Zu dritt marschierten sie los, vorne Werpel und der Schneidermeister, dahinter der Constabler. Pauline Hoppe zeterte, dass es so aussehe, als hätte ihr Mann einen Mord begangen und würde nun arretiert werden. Werpel überhörte es gnädig und legte es nicht als Widerstand gegen die Staatsgewalt aus, schließlich war Sonntag heute. Weit war es nicht. Es ging die Friedrichstraße hinauf, über die Spree hinweg und dann bei der Tierärztlichen Hochschule links in die Karlstraße hinein. Der Tote aus dem Thiergarten war von den Gehilfen in einen kühlen Raum gebracht worden.

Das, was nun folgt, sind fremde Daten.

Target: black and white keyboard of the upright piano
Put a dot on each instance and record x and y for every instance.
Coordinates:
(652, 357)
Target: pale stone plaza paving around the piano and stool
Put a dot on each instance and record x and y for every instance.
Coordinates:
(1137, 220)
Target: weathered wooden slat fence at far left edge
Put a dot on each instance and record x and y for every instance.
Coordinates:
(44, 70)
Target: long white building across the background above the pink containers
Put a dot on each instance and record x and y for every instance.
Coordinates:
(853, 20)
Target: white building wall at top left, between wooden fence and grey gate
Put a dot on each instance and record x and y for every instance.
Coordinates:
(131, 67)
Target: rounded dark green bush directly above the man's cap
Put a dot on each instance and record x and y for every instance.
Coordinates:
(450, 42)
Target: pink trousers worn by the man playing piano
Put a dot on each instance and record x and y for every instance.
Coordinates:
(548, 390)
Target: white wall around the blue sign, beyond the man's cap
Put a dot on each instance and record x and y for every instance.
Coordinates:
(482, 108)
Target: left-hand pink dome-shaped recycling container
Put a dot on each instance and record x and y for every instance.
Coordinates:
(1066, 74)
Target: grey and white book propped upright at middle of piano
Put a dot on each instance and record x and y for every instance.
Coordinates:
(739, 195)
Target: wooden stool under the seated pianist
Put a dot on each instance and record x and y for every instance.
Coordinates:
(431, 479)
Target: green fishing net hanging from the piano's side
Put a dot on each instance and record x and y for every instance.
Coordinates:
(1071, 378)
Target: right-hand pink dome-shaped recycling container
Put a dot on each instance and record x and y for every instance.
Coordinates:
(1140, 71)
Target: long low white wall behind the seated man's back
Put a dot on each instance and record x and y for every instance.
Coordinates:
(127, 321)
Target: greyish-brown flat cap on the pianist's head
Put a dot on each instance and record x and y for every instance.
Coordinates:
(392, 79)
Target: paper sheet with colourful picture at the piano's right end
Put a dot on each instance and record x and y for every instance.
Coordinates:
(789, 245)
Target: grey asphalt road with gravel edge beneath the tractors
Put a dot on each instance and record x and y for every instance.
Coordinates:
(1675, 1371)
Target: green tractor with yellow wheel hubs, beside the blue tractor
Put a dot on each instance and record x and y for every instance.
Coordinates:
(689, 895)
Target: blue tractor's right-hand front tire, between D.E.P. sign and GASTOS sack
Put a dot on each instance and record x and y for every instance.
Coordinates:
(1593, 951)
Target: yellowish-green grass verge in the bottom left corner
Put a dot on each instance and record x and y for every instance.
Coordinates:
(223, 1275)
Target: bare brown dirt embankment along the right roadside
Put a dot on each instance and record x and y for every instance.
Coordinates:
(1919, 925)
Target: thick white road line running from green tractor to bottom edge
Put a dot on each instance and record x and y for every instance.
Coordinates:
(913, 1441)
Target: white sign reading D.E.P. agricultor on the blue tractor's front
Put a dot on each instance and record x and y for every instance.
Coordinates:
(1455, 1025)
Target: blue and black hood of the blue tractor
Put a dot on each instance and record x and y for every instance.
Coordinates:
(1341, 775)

Der Stadtphysicus hatte ihn noch nicht in Augenschein nehmen können, wurde Werpel mitgeteilt, denn zum einen sei heute Sonntag, und zum anderen befinde sich Herr Professor Wagner auf einer Reise nach Hamburg, um dort Brandopfer zu identifizieren.

Der Schneidermeister war ein sehr sensibler Mensch, und so musste ihn Werpel mal schieben, mal hinter sich herziehen, bis sie endlich vor der Wanne aus Zinkblech standen, in die man den Selbstmörder gelegt hatte.

»Das ist er«, hauchte Hoppe. »Gott, der Ludwig …« Werpel musste Hoppe stützen und dafür sorgen, dass er sich im Vorraum einen Augenblick auf einer Bank niederlassen konnte. »Und einen Schluck Wasser für ihn!«

Sie brauchten gut zehn Minuten, bis der Schneidermeister wieder einigermaßen bei Kräften war. Er hatte aber noch weiche Knie, als sie das Gelände der Charité wieder verließen und zur Georgenstraße liefen, denn Hoppe hatte sich erinnern können, dass die Braut seines Gesellen Anna hieß und Dienstmädchen in der Georgenstraße war. Bei wem allerdings, hatte er vergessen.

»Macht nichts«, war Werpels Kommentar. »Ich bin dafür bekannt, dass ich jede Nadel im Heuhaufen finde.«

Diese Arbeit überließ er allerdings dem Constabler Krause, der in der Georgenstraße an den Klingelzügen reißen und sich nach einer Dienstmagd namens Anna erkundigen musste. Beim Auskultator Krüger hatte er Glück.

»Ja, wir haben eine Anna.«

Ein Ruf ins Innere des Hauses lockte sie an die Tür.

»Bist du die Braut des Ludwig …« Erst jetzt bemerkte Werpel, dass er den Nachnamen des Erhängten noch gar nicht eruiert hatte.

»Dölau«, half ihm Hoppe aus.

»… des Schneidergesellen Ludwig Dölau?«, vollendete Werpel seinen Satz. Nur wenn er es aussprach, konnte es als amtlich gelten.

»Ja, det bin ick, und balde heiraten wa ooch.«

»Daraus wird nun nichts mehr werden«, sagte Werpel. Anna erschrak. »Wieso? Ham Se ihm einjespunnen?«

Werpel wurde hellhörig. »Nein. Wieso sollten wir ihn eingesperrt haben?«

»Ick meine ja nur so …« Anna war helle und hatte sofort begriffen, dass sie da einen Fauxpas begangen hatte.

»Nun denn …« Selbst Werpel, dem man nicht nachsagen konnte, besonders einfühlsam zu sein, zögerte, dem Dienstmädchen die Wahrheit zu sagen. Er holte tief Luft.

»Einmal musst du es ja erfahren …«

»Wat denn?« Anna ahnte die Katastrophe und begann schon zu schluchzen, ehe der Commissarius ihr eröffnet hatte, was geschehen war.

»Er hat sich heute Nacht im Thiergarten erhängt.« Anna war einer Ohnmacht nahe und musste von Werpel und dem Constabler gestützt werden. »Det er mir det antun musste!«, schluchzte sie.

»Gott, Kind, es gibt noch tausend andere Männer auf der Welt, die du heiraten kannst«, sagte Werpel. Es war eigentlich gut gemeint, löste aber einen Weinkrampf bei Anna aus.